The WB's projection about China's economic outlook was 0.3 percentage points lower than what the Asian Development Bank forecast on Wednesday.
The WB projected domestic demand will contribute 8.4 percentage points to China's growth in 2012 as consumption growth slows slightly partly due to base effects and investment growth decelerates rather sharply.
Meanwhile, as world trade is anticipated to remain weak, external demand will subtract some 0.3 percentage points from growth. The projected rebound remains modest as these trends are likely to weigh on 2013 as well, the WB said in its report.
Inflation looks to rise by 3.2 percent in China in 2012, as growth slows, commodity-price impulses fade and property markets cool further, the WB said.
China's external terms of trade will likely improve as import prices dependent on commodities decelerate by more than export prices dominated by manufactures.

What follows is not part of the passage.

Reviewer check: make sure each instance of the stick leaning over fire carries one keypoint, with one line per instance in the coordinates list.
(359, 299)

The appreciation of the Chinese currency Renminbi, or the yuan, is expected to slow as long as the weak external environment continues to weigh on export volumes and prices, said the report.
The current account surplus is projected to increase slightly to 3 percent of GDP in 2012 and 3.3 percent in 2013. Terms of trade improvements offset an initially lower trade balance driven by export weakness and import robustness, according to the report.

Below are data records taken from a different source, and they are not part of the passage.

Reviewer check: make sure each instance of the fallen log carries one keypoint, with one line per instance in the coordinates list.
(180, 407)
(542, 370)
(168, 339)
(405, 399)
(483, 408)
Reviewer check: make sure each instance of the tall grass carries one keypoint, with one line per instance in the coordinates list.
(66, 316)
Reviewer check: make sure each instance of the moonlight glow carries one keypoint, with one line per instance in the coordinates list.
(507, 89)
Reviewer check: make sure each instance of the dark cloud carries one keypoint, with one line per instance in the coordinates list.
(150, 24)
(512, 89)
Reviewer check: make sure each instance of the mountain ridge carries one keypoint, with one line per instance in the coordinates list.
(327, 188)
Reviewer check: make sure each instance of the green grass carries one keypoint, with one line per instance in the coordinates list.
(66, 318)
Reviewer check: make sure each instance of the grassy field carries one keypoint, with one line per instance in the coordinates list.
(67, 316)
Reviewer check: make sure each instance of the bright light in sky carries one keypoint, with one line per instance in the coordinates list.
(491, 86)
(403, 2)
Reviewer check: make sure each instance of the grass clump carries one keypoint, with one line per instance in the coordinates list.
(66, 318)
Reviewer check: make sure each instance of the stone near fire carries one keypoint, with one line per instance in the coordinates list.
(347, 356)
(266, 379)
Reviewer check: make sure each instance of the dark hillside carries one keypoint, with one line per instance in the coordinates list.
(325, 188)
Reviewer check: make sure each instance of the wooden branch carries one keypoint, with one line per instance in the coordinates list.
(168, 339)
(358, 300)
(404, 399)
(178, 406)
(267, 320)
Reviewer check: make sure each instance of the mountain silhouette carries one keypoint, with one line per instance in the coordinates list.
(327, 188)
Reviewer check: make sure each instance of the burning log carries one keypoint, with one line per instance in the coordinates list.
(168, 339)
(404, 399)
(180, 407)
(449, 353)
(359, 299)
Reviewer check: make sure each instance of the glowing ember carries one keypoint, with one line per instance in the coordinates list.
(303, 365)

With trade volumes recovering in 2013 and the terms of trade improving further, the surplus would also expand in 2013. Despite continued net capital inflows, foreign exchange reserves would accumulate more slowly.
While projecting a gradual slowdown, the WB warned of two significant downside risks for China's economic growth -- the ability of high income countries to avert a deeper economic downturn and the ongoing correction in property markets domestically.